When a letter that was never meant to be seen by anyone draws high school senior Evan Hansen into a family's griefover the loss of their son, he is given the chance of a lifetime: to belong. He just has to stick to a lie he never meant to tell, that the notoriously troubled Connor Murphy was his secret best friend.
Suddenly, Evan isn't invisible anymore– even to the girl of his dreams.
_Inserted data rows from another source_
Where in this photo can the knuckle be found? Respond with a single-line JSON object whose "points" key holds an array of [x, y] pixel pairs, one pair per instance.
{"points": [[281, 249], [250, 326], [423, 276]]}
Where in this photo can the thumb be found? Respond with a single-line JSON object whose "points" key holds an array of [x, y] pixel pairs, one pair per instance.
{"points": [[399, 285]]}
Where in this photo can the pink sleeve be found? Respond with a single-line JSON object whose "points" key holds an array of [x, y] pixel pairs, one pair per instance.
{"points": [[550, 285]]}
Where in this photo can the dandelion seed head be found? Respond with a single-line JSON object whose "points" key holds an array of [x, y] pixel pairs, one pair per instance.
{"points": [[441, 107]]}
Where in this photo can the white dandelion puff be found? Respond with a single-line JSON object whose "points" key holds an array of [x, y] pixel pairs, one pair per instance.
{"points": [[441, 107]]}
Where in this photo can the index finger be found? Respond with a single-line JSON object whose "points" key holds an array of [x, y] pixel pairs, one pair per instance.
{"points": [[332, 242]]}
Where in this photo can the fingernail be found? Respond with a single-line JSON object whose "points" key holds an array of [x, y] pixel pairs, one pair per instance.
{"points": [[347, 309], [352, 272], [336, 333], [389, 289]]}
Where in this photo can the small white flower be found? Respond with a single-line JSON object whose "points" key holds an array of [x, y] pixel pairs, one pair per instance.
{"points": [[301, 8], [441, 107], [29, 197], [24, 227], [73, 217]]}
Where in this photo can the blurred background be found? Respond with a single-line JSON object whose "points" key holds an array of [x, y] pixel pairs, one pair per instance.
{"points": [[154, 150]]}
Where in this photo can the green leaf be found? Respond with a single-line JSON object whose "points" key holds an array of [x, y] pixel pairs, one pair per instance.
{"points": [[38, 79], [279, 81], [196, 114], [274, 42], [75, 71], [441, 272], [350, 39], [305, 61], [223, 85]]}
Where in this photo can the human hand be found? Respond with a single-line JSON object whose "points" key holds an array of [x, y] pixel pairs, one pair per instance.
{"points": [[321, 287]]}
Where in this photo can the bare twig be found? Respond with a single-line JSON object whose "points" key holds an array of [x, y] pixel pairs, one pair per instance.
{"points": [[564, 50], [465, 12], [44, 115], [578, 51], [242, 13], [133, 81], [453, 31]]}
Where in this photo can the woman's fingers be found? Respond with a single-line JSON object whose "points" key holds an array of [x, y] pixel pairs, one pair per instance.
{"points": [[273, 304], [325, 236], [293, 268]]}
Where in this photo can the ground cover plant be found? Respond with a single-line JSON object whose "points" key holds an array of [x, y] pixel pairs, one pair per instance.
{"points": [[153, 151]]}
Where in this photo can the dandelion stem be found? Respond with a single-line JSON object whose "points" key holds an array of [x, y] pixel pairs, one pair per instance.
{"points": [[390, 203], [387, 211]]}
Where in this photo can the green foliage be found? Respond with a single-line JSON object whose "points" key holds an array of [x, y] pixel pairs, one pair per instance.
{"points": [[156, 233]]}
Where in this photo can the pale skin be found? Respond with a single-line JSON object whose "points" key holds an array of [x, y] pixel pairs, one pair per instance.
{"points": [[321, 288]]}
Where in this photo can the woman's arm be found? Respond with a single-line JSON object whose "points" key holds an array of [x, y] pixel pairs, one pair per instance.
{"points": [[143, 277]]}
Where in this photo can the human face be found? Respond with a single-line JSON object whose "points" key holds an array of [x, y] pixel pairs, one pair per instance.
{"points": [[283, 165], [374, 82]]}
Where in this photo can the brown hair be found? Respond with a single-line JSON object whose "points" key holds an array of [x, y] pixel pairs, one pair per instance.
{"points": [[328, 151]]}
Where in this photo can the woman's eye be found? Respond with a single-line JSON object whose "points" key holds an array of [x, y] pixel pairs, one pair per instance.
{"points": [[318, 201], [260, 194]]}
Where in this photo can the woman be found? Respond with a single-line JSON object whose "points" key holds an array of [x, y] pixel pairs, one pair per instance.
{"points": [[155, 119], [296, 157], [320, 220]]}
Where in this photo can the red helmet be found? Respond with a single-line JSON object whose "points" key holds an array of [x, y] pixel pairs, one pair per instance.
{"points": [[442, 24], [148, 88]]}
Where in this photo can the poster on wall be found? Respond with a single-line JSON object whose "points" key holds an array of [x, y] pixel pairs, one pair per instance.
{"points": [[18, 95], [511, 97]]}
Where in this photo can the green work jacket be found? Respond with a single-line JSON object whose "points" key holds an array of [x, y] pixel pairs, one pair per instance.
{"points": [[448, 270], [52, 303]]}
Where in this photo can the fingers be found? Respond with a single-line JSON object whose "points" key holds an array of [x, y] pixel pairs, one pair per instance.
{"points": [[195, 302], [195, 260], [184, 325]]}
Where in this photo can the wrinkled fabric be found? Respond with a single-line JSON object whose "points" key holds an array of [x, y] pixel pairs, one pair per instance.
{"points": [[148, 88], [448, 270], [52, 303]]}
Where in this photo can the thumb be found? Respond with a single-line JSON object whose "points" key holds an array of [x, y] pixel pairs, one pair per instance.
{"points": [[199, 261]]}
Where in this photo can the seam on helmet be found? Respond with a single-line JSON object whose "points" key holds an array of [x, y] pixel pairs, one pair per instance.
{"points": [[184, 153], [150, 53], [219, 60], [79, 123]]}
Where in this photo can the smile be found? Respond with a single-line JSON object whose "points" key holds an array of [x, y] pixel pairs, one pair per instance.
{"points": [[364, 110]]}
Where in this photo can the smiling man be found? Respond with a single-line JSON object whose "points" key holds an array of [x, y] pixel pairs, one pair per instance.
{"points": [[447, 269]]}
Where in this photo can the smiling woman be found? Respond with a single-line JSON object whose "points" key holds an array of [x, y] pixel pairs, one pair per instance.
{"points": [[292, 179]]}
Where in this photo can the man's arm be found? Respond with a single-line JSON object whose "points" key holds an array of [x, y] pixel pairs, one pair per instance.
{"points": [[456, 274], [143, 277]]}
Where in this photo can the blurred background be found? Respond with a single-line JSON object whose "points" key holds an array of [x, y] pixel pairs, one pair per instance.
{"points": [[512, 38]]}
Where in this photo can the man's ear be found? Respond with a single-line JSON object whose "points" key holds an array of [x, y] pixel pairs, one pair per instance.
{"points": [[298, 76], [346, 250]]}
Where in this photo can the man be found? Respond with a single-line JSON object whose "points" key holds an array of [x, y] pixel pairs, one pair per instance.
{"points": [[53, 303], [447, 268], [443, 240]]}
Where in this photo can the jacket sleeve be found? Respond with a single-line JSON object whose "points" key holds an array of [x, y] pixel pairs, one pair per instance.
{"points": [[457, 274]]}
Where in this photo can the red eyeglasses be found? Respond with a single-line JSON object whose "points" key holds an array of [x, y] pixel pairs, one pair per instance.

And Connor Murphy's parents, with their beautiful home on the other side of town, have taken him in like he was their own, desperate to know more about their enigmatic son from his closest friend.As Evan gets pulled deeper into their swirl of anger, regret, and confusion, he knows that what he's doing can't be right, but if he's helping people, how wrong can it be?
No longer tangled in his once-incapacitating anxiety, this new Evan has a purpose. And a website. He's confident. He's a viral phenomenon. Every day is amazing. Until everything is in danger of unraveling and he comes face to face with his greatest obstacle: himself.
A simple lie leads to complicated truths in this big-hearted coming-of-age story of grief, authenticity and the struggle to belong in an age of instant connectivity and profound isolation.